When I got home, I desultorily looked through my latest novel: a tale of the trials and tribulations of a Victorian family in rural England.
It was bollocks. All of it. I realised that the novel I’d spent so much time slaving over, had no redeeming qualities at all, and it was rubbish. Worse that than, it was boring rubbish.
Then a very strange thing happened.
Maureen had let me have Ralph’s old typewriter, and suddenly I saw a few of the keys flying up and down. There was the familiar clatter clack I’d grown used to hearing in Ralphs’s study.
Then in a bizarre flash of insight, I thought of another story altogether. Something completely new, and it seemed to me, completing gripping. I immediately sat down at the computer, and started work on it.

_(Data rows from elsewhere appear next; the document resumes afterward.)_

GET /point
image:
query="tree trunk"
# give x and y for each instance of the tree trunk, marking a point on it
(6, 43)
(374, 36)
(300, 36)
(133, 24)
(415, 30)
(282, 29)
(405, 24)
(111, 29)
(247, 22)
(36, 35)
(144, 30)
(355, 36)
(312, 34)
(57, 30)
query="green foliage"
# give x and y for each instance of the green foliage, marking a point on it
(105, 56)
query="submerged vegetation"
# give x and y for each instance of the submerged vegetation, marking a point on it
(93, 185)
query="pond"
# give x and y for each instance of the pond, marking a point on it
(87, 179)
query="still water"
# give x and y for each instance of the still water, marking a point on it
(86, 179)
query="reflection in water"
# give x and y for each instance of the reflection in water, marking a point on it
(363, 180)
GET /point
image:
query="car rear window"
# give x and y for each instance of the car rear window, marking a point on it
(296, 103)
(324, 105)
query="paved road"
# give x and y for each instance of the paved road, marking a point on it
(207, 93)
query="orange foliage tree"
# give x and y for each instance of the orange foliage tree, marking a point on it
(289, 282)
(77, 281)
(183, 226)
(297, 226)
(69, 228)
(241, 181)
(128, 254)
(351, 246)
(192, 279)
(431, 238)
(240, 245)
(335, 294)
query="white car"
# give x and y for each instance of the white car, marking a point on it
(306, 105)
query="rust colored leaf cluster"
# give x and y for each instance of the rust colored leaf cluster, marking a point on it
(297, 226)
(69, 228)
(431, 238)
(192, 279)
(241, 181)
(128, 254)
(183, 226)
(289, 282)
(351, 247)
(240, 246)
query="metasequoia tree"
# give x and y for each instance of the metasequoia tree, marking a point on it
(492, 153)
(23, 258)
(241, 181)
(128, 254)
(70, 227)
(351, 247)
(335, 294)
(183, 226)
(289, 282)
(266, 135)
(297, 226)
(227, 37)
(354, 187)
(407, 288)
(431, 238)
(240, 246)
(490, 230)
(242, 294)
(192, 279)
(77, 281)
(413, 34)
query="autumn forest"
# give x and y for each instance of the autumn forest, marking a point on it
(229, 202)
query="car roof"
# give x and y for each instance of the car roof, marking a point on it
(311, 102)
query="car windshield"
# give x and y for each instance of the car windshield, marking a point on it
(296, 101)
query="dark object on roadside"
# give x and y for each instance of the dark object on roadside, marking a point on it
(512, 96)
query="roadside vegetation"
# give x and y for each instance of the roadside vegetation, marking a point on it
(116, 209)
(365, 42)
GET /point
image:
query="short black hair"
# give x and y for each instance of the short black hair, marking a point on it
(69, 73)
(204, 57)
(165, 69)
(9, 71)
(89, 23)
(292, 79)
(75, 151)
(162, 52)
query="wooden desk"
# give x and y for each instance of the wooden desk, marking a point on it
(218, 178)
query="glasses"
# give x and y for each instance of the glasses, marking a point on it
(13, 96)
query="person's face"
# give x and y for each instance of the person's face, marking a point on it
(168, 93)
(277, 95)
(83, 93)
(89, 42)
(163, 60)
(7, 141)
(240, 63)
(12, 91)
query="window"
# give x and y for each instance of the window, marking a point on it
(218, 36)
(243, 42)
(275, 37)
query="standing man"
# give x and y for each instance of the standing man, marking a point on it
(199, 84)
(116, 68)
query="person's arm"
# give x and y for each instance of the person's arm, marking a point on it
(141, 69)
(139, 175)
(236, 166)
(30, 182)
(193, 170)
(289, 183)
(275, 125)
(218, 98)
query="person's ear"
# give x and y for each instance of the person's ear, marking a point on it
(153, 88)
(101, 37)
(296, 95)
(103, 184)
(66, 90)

After ten days of feverish typing, I had written an entirely original one-hundred-thousand word novel. When I reread the first draft, for the first time ever, I felt that ‘Golden Glow’, that Ralph used to talk about.
I phoned Edna, the editor at my publishers and outlined my new storey. And, for once, she seemed enthusiastic, telling me that a nuclear physicist with a foot fetish and a transsexual mind reader who wanted to assassinate the Queen, sounded in the zeitgeist of recent literary trends, and she was looking forward to seeing it.
Six months on, and my novel was published, and, to my amazement, it was well received. Reviews such as ‘Hector Goodbody has at last found his voice, and it’s really worth listening to’ and ‘Forget his previous turgid nonsense, this author had finally hit on a gripping yarn.’
After a year, that book had become a bestseller, and I’d been commissioned to write two more.
As I’d begun to write the second, with the usual ‘blank page nightmare’, sure enough I saw Ralph’s typewriter spring to life, and simultaneously the ideas flowed into my brain.
Oh yes, I almost forgot. As soon as I found that sales of my novel were substantial, I arranged a regular donation to all the charities that Ralph had donated to, plus a few of my own, making a mental note to increase them if sales got any better.
And I added another one to the list: the local spiritualist church.